After some proof-of-concept prototyping, we realized this would be a winning strategy. Over the next couple of weeks, the four of us on the development team gathered daily in our "war room", and worked together to create all the necessary SQL scripts and shell databases, synonyms, views, etc that would be the magic glue. We ensured that we could re-run the scripts at will and automated our quality-control checks and sanity checks to be certain that all mappings would have proper permissions and configurations.

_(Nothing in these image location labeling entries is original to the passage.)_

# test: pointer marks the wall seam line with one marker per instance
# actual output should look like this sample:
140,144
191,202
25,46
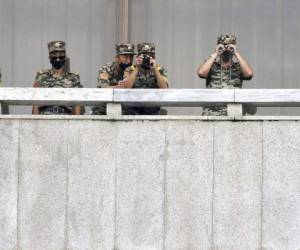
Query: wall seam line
115,186
66,238
18,188
262,185
213,189
165,188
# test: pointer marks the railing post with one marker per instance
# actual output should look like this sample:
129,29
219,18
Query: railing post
4,110
113,109
234,109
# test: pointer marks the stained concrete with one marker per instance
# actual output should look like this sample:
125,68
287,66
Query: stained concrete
9,141
92,183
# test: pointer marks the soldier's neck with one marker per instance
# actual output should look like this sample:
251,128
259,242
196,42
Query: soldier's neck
58,72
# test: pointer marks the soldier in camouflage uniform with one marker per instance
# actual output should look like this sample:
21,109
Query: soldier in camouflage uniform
111,74
57,77
146,74
225,68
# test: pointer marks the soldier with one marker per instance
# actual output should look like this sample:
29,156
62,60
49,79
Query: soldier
225,68
145,74
57,77
112,73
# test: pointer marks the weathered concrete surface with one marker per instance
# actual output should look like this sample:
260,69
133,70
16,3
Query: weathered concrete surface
188,185
9,136
149,183
91,180
237,185
281,190
140,185
43,165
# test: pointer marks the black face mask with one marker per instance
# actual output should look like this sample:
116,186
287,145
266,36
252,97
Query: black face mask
226,56
124,66
57,62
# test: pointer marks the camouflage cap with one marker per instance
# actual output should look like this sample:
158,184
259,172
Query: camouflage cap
124,49
226,39
144,48
56,46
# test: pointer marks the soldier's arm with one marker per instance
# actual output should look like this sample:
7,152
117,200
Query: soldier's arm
104,81
204,68
76,84
35,109
130,77
245,68
161,77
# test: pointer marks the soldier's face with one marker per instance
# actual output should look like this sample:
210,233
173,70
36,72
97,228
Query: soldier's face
125,59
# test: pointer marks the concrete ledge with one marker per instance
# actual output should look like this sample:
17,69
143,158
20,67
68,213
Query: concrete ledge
150,117
58,96
173,97
268,97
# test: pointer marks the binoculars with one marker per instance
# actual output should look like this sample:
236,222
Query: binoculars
226,47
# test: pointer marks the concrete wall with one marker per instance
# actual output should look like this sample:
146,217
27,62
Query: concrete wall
149,184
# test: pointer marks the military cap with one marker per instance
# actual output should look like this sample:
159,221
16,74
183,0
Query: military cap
143,48
226,39
56,46
124,49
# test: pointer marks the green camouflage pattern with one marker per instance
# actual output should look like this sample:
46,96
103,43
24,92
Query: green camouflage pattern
124,49
226,39
144,80
146,48
108,75
218,78
56,46
47,79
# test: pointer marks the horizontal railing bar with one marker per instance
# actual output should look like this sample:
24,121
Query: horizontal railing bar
150,97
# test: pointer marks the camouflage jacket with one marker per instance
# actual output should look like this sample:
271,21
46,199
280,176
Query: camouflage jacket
109,75
147,79
46,79
232,77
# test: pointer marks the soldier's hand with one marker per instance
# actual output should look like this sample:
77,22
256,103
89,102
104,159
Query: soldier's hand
121,84
220,49
152,63
232,48
139,60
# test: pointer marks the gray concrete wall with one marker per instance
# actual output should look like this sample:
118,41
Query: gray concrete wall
180,183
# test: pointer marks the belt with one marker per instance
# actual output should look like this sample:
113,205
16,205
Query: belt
55,110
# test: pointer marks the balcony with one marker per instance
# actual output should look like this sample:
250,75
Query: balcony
149,182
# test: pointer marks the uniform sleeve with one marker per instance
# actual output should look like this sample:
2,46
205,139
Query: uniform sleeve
37,80
127,72
103,78
163,72
76,81
243,77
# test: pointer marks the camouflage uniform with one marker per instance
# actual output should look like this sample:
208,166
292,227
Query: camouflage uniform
220,78
110,74
47,79
145,79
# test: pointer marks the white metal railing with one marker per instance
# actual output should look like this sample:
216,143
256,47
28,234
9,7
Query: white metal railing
233,98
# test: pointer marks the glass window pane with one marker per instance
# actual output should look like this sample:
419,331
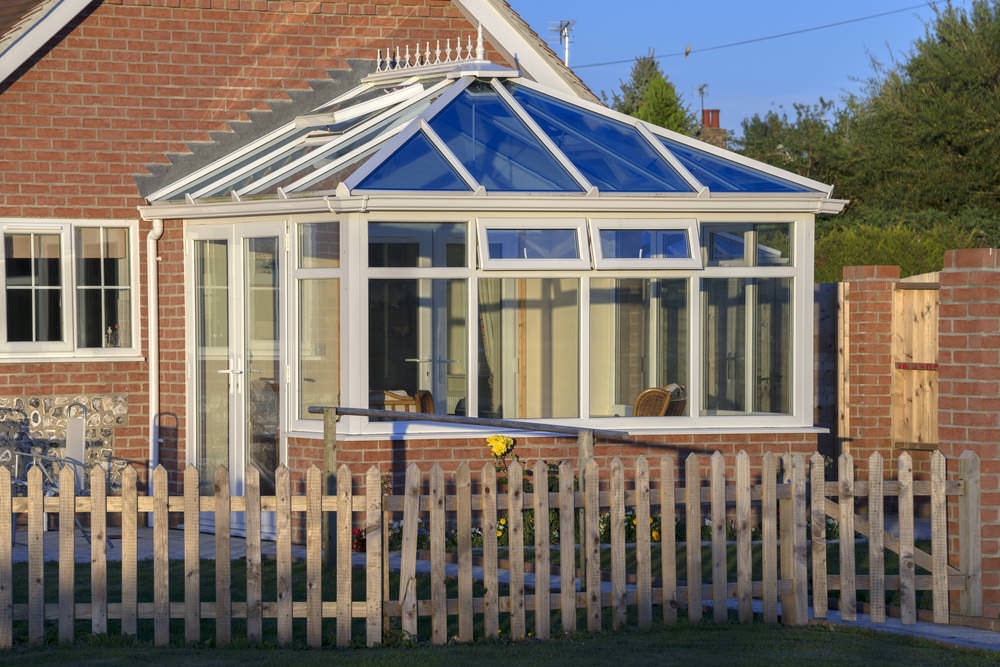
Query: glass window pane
412,244
748,345
416,165
732,245
319,245
319,344
416,345
644,244
638,339
532,243
611,154
496,146
529,347
722,175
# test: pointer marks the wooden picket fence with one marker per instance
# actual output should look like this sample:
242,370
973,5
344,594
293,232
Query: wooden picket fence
788,504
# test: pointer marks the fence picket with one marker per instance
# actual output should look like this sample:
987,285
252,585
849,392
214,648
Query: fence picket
769,547
744,556
592,544
717,485
876,546
344,561
491,592
692,502
463,522
283,552
668,541
223,572
939,538
540,504
130,555
439,595
848,589
515,548
567,548
643,592
907,561
255,575
408,555
373,556
67,556
314,558
192,557
818,519
619,603
36,558
7,526
161,559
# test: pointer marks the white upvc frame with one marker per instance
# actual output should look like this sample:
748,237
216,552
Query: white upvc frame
577,225
688,225
68,349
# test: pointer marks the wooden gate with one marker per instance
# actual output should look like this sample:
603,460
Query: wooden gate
915,364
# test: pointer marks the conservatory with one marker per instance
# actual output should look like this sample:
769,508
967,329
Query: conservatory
453,238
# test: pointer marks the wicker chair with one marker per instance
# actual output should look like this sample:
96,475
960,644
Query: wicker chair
652,402
678,400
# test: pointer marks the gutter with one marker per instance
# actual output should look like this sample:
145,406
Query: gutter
153,342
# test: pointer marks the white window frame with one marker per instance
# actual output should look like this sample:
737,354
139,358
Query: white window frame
68,348
687,225
578,225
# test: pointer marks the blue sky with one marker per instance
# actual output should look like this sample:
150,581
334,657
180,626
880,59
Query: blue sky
741,80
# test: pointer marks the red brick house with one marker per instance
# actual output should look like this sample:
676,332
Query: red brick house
217,213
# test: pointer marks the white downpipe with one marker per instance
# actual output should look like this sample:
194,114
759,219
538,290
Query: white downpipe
153,341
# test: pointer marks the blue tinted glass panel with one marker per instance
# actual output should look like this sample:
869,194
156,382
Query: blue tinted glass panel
416,165
722,175
612,155
532,244
497,147
644,244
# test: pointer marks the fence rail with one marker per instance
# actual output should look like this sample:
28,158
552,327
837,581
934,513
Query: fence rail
606,547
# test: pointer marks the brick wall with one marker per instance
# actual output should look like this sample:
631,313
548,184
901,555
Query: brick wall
969,377
132,81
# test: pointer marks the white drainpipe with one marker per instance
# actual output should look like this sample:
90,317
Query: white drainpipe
153,340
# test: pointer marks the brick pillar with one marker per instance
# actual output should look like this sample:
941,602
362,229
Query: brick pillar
867,311
969,387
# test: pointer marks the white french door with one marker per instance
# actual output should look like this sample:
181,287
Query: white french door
234,354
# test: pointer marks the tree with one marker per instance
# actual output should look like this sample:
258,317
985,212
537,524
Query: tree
649,96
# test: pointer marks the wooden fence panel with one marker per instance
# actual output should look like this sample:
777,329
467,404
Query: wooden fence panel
717,485
939,538
876,545
692,502
907,561
848,589
619,609
668,541
567,548
463,523
744,555
439,595
255,574
192,556
543,569
644,596
67,555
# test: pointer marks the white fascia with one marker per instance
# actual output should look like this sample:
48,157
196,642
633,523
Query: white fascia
34,34
531,60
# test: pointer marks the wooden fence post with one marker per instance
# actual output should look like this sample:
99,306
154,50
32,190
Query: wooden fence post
330,474
970,545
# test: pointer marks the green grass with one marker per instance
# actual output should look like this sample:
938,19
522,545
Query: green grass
704,644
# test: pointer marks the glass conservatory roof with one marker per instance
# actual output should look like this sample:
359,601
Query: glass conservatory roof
455,132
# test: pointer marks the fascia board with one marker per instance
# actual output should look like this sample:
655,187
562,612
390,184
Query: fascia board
35,34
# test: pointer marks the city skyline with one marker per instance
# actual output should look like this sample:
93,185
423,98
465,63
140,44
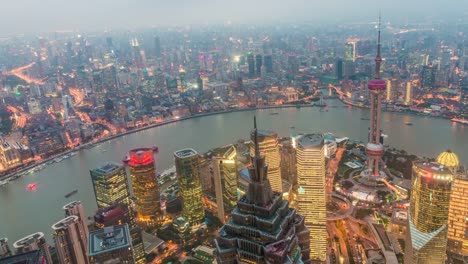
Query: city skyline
54,15
146,132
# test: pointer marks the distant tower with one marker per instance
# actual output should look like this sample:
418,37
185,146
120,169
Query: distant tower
188,175
110,185
311,204
33,242
225,180
145,186
374,148
269,148
68,244
428,213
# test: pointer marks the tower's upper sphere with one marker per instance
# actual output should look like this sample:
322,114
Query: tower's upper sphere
448,159
377,85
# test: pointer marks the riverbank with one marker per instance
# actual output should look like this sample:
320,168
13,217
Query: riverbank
166,122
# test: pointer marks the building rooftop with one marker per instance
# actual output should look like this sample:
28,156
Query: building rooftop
448,159
26,241
31,257
185,153
107,168
433,167
108,239
310,141
64,223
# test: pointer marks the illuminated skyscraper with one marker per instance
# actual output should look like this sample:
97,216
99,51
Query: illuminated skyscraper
457,243
409,93
68,244
428,77
258,63
269,148
428,213
76,209
145,186
119,214
311,191
262,228
110,185
188,175
34,242
251,64
225,180
375,148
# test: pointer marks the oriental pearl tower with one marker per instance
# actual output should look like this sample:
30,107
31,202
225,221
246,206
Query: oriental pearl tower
374,148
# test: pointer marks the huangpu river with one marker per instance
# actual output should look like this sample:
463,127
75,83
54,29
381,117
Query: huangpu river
23,212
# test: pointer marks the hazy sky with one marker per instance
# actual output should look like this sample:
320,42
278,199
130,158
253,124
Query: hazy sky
28,16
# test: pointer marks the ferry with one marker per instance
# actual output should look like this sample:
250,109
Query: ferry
459,120
71,193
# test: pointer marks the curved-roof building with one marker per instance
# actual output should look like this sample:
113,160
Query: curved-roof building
448,159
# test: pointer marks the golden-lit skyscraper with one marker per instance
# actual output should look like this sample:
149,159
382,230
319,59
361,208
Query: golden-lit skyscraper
428,213
188,175
225,180
269,147
110,185
457,244
310,197
409,93
145,186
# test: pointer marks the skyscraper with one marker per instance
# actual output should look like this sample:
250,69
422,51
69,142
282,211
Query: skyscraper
119,214
262,228
258,64
428,213
145,186
269,148
428,76
110,245
225,180
157,47
268,61
110,185
375,148
68,244
409,93
34,242
188,175
350,51
4,248
251,64
339,69
311,191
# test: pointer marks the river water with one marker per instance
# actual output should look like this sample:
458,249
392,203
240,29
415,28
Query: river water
23,212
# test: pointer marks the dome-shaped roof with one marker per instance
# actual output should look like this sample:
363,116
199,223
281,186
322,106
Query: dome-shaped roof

After enough practice runs, we felt confident that it was ready to go. We created a single zip file which contained 5 BAK files, and a T-SQL script. We handed them off to our lead database administrator and he ran the scripts. Everything worked just as planned!

Cha-Ching!

At the trade show, everything went off flawlessly! Customers attended our booth and we, the development team, aided them directly in logging into the system and showcasing the new features we had worked so hard to develop. It was a very gratifying feeling to see how our improvised plan came together so well. Most importantly, we had succeeded in mitigating all risks to the money-generating production system, while also achieving the benefit of showcasing the new system to customers with real data. This was very exciting to them because they felt that the new features would greatly help them run their own businesses atop our platform.

Phased Transition From Legacy to New

We had now successfully demonstrated and validated the new, value-added features directly with customers in person. This was a great success. Yet, there was still much to do after the trade show. Features of lesser prominence, those in the 300 other pages set still needed to be developed and tested. This ended up taking a very long time, but we ultimately cycled back to my original recommendation by adopting an incremental replacement strategy.

It worked like this:

We deployed the new system to a new web server, named v2.
The existing, v1 site, remained at www.
We provided a link from v1 to v2 in the header of the v1 site, including advertising the benefits of the new system, but also including disclaimers and calls for assistance in testing and validating the usability of the new system.
This garnered a lot of early-adopters who helped find bugs and inconsistencies, all for free to us!
We monitored the usage patterns of v2 versus v1, to help estimate the load capacity under real-world conditions.

Michael Nygard's book "Release It!" proved prophetic here. In his book he says that "feature complete" is not the same as "production ready."
We learned this because the COM code had to be completely replaced with pure C# code since it could not stand up under load using COM Interop.

This result bore out my original advice to get the new features into production as soon as possible to monitor under real world conditions.

We formally adopted Scrum and Agile practices by identifying business-driven priorities and working through them in sprints.

We did this by closely monitoring the real-world usage of both the existing v1 system and the v2 system and focusing our effort first on the highest traffic pages, such as Viewing, Browsing, and Searching. Of course, Bidding and Payment, while producing less volume, were also mission-critical.
This focus allowed us to prioritize properly. We did not place inordinate emphasis on automating the testing of all areas of the system.

For example: we did not write Selenium test suites for things like Help Pages or Support Pages. Why? They are seldom used! And, they generate no revenue.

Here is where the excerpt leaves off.